Bestimmt hat sie irgendein Wahnsinniger hinterlassen, der es sich trotz der beinahe tödlichen Kälte nicht nehmen lassen wollte, seinen Hund Gassi zu führen und ich überlege, ob der Hund, der den Pfotenabdrücken zufolge nicht größer als 30 Zentimeter sein kann, die Tortur wohl überlebt hat.
Mein Blick wandert an der vereisten Stange der Straßenlaterne hoch, an der ich einen kleinen Fleck, etwas einen Meter über dem Boden entdecke, der vielleicht von einem sorglosen Kind aus der Nachbarschaft stammt, welches wie jedes Jahr die Zunge probeweise gegen das vereiste Metall gedrückt hat, nur um festzustellen, dass es auch dieses Jahr wieder sehr klebefreudig ist.
In der Mitte der orangefarbenen Leuchtröhre hängt ein langer, dünner Eiszapfen von dem
gemächlich, in einem einschläfernden Rhythmus einzelne Tropfen auf die unberührte
Schneedecke unter der Lampe fallen und langsam ein kleines Loch fräsen.

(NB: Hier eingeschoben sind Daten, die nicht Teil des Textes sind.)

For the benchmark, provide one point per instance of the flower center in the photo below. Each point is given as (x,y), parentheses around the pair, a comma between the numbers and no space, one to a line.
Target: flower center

In der Ferne sehe ich weiße Dächer und den schwarzen Himmel, der im Norden leicht rötlich schimmert. Ob das das berühmt-berüchtigte Nordlicht ist? Ich muss lächeln und schaue am Fensterrahmen entlang, wo sich kleine Eiskristalle gebildet haben. Wie Kunstwerke kleben sie dort, wie hingemalt. Keiner wie der Andere. Vorsichtig hauche ich gegen die Scheibe und schaue ihnen fasziniert beim Schmelzen zu. Selbst durch die Scheibe reagieren sie empfindlich auf Wärme.
Ich spüre zärtliche Finger an meiner Wange und muss lächeln.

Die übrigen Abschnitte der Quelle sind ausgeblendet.